Traduit de l'anglais par la Bibliothèque nationale du Canada avec la permission de Robert Fulford

« Assieds-toi, Glenn. Tiens-toi droit, s'il te plaît. » Florence Gould avait le don de s'exaspérer et elle était donc une femme très exaspérée, qui s'en laissait imposer. Elle était fière de son fils de douze ans, son seul enfant, mais à cette fierté se mêlaient certaines contrariétés. Par exemple, il ne se soumettait pas aux règles de bon maintien et il ne voulait pas jouer dehors lorsqu'elle le lui demandait. Il avait l'air maladif et elle s'inquiétait constamment de son alimentation. Il serait sujet à attraper un rhume, c'est du moins ce qu'elle croyait, s'il avait trop chaud ou s'il se fatiguait. Ses propos n'étaient pas toujours polis, et ses opinions étaient aussi scandaleuses qu'elles étaient intelligentes. Il pouvait expliquer, sans qu'on lui demande, en se basant sur quelques disques égratignés, pourquoi Caruso n'avait jamais eu la voix d'un chanteur. Il semblait savoir à peu près tout sur n'importe quel sujet, et ce, dès le moment de sa naissance. Et, s'il y avait un sujet qu'il ne connaissait pas, il le connaîtrait probablement demain. Et il ne voulait pas se tenir droit, comme un bon garçon sage. Dans le salon, d'année en année, son corps affalé sur le somptueux canapé à côté du piano, à un point tel que son corps se trouvait presque en position horizontale, constituait une scène familière.
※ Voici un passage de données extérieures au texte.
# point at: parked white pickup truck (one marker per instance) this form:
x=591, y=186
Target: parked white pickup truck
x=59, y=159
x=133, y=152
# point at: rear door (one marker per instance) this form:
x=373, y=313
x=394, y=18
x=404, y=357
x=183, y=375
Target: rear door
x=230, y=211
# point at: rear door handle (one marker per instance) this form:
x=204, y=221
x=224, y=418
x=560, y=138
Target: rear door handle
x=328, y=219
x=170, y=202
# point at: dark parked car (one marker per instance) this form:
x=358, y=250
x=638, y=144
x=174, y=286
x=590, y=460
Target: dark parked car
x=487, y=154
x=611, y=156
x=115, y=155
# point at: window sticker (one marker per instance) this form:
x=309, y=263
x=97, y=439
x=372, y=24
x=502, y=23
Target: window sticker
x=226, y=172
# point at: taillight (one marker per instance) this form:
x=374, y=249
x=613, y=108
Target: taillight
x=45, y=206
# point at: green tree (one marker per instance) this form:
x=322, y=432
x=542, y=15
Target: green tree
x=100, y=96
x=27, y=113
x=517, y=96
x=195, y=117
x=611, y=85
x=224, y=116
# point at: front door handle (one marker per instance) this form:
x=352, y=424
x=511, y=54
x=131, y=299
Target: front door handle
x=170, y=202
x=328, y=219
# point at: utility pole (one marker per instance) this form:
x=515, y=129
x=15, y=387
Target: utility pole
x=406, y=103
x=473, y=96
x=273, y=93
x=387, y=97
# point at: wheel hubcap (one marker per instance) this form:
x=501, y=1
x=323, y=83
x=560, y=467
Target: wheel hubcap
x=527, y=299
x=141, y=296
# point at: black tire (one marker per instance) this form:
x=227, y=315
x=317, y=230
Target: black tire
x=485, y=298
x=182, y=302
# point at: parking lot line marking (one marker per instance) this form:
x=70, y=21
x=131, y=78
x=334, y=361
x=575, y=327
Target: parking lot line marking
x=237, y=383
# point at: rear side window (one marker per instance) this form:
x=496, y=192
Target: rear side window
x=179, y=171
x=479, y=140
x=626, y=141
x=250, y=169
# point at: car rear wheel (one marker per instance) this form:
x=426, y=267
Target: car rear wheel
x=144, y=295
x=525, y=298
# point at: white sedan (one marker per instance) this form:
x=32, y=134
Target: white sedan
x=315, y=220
Florence Gould était professeur de chant à temps partiel et elle prétendait avoir pour ancêtre le compositeur norvégien Edvard Grieg. Elle et son mari, Bert, violoniste amateur et ardent partisan des festivals musicaux Kiwanis, appréciaient la belle musique. À en juger par leurs conversations, ils considéraient que la musique était importante et valable d'un point de vue moral à égalité, peut-être, avec la prière et les sermons de l'Église unie, l'honnêteté en affaires et un langage dénué de jurons. Ils n'étaient pas prêts toutefois à l'arrivée de Glenn Gould : c'était un peu comme voir une chaîne de montagnes apparaître dans la cour. À trois ans, assis sur les genoux de sa mère devant le piano, Glenn faisait la démonstration du fait qu'il avait l'oreille juste; à cinq ans, il pouvait jouer des refrains simples qu'elle lui avait montrés et même y aller de quelques compositions de son propre cru. On dut bientôt faire appel à un professeur de piano qualifié et, dès l'âge de onze ans, Glenn étudiait auprès d'Alberto Guerrero, un Chilien avunculaire dans la cinquantaine qui avait eu une carrière de concertiste en Amérique latine avant la Première Guerre mondiale et qui enseignait maintenant le piano au Conservatory of Music à Toronto. Guerrero enseigna à Glenn pendant neuf ans, après quoi le maître concéda de bon cœur qu'il n'avait plus rien à enseigner à l'élève. Au moment de sa mort en 1959, Guerrero avait pu voir Gould devenir l'un des plus grands virtuoses au monde.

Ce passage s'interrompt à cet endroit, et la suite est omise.